#  > Desenvolvimento >  > Linguagens de Programação >  >  Inverso do atoi(); em C

## SDM

alguem conhece uma funcao q converta int em char???

tipo:


```
char *str;
int a;
 
str=(char *)malloc(3);
a=100;
 
str=itoa(a);
```

 
eu sei q isso num funfa....foi soh pra explicar....sei q da pra usar o sprintf(); dai ficaria assim:


```
char *str;
int a;
 
str=(char *)malloc(3);
a=100;
 
sprintf(str,"%d",a);
```

 
assim ele ateh funciona....mas num sei....meu sexto-sintido nao gosta do sprintf.....alguem tem alguma sugestao????

----------


## a2gs

fala ai!

relax, nao esquenta a piruca e use o s[n]printf(). TODOS lugares q vi faziam isso (sem falar q com sprintf() vc pode mudar o numero de base (%h, %o, etc)).

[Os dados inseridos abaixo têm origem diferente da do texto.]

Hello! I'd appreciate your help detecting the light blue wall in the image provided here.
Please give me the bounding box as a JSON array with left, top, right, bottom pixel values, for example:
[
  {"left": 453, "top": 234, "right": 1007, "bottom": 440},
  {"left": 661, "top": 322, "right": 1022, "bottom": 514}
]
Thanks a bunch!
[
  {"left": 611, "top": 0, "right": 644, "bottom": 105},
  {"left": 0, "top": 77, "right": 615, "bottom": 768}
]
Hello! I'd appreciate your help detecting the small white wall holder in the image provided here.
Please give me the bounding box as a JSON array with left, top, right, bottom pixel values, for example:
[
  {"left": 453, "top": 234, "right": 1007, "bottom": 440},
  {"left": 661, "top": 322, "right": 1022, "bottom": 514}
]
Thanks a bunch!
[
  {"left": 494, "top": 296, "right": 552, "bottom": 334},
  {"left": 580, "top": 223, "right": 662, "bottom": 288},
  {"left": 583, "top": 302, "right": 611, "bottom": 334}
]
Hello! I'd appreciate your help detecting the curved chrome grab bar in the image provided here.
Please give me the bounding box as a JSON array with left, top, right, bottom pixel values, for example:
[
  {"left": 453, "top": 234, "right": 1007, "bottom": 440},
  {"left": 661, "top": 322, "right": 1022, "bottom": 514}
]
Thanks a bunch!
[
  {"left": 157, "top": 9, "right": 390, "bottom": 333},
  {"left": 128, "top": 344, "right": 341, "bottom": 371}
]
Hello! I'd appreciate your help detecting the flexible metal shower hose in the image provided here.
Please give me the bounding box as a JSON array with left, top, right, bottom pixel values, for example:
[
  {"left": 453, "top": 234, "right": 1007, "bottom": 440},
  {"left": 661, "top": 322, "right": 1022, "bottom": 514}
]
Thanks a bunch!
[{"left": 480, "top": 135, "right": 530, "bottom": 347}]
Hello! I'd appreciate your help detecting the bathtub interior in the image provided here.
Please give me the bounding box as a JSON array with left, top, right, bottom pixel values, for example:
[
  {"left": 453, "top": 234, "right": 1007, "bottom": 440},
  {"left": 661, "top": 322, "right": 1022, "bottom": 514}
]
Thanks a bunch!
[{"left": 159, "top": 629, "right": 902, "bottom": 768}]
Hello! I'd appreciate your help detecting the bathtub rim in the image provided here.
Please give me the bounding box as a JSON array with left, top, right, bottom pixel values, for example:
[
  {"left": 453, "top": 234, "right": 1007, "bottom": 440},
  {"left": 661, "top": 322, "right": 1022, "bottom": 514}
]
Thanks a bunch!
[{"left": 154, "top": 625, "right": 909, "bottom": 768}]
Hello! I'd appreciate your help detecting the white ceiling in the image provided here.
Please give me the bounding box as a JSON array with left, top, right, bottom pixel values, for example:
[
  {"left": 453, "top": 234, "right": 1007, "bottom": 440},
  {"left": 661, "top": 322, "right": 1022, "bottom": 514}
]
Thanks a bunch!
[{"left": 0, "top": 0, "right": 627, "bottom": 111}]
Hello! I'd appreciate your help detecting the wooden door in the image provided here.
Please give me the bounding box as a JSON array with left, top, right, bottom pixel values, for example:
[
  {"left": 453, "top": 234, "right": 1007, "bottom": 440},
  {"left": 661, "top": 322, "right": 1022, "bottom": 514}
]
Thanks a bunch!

Se continuar com a pulga tras da orelha, da uma olhada no q esse codigo pode te ajudar:


```
#include <stdio.h>
int main(){
	int a=12345;
	int resto = 0;
	printf("\n");
	for( ; a>0 ; ){
		resto = a % 10;
		a = (int) a / 10;
		printf("resto = [%d], a = [%d]\n", resto, a);
	}
	return 1;
}
```

 Basta colocar cada 'resto' em uma matriz de char's (de tras pra frente!), transformando 'resto' em caracter (somando '0' caracter).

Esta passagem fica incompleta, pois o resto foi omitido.